There are a lot of dead ends and confusing road junctions that might mislead you on this potentially confusing journey through the Common, which was the home of writer and philosopher Philip Toynbee and his short lived Hippie commune in the 1970s , and birthplace of the cricketer William Midwinter who had the unique distinction of playing for England against Australia and Australia against England. I keep on intending to set up a campaign to get a memorial or at least a plaque celebrating this unique cricketing mercenary at St Briavels sports field. But I never quite get round to it. Eventually you might reach the Wye at Brockweir, but it might be simpler to drive straight along the A466 to Hewelsfield and take the road from the crossroads straight down to Brockweir.
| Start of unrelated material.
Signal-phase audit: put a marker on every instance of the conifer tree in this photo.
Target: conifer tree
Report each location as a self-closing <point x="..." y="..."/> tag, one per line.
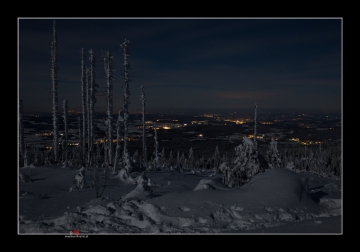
<point x="127" y="67"/>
But it’s not St Briavels Common that I’m writing about. After over 50 years in the Forest, I’ve just discovered Blakeney Hill. You don’t go through Blakeney Hill on the way from anywhere to anywhere else. No dual nationality sports people or hippie communes there. Just remote, mysterious wooded country lanes, with occasional grand views over the River Severn and across to the scenic low hills of the south Cotswolds.

There are lanes leading off to unseen Blakeney Hill residences. The lanes have special names, like ‘Hitchins’, ‘Highfield’, and my favourite ‘Loiterpin’, an exotic name that I haven’t been able to find a derivation for, in spite of consultation with Google. ‘Loiterpin’ is an exclusive title for a remote lane which features a forest travel agency. In the 19th Century it had alternative spellings like ‘Loibspin’, ‘Loveterpin’ and ‘Loiterper’. Although interesting, these exotic names cast no light on the derivation of the title of a secluded forest track.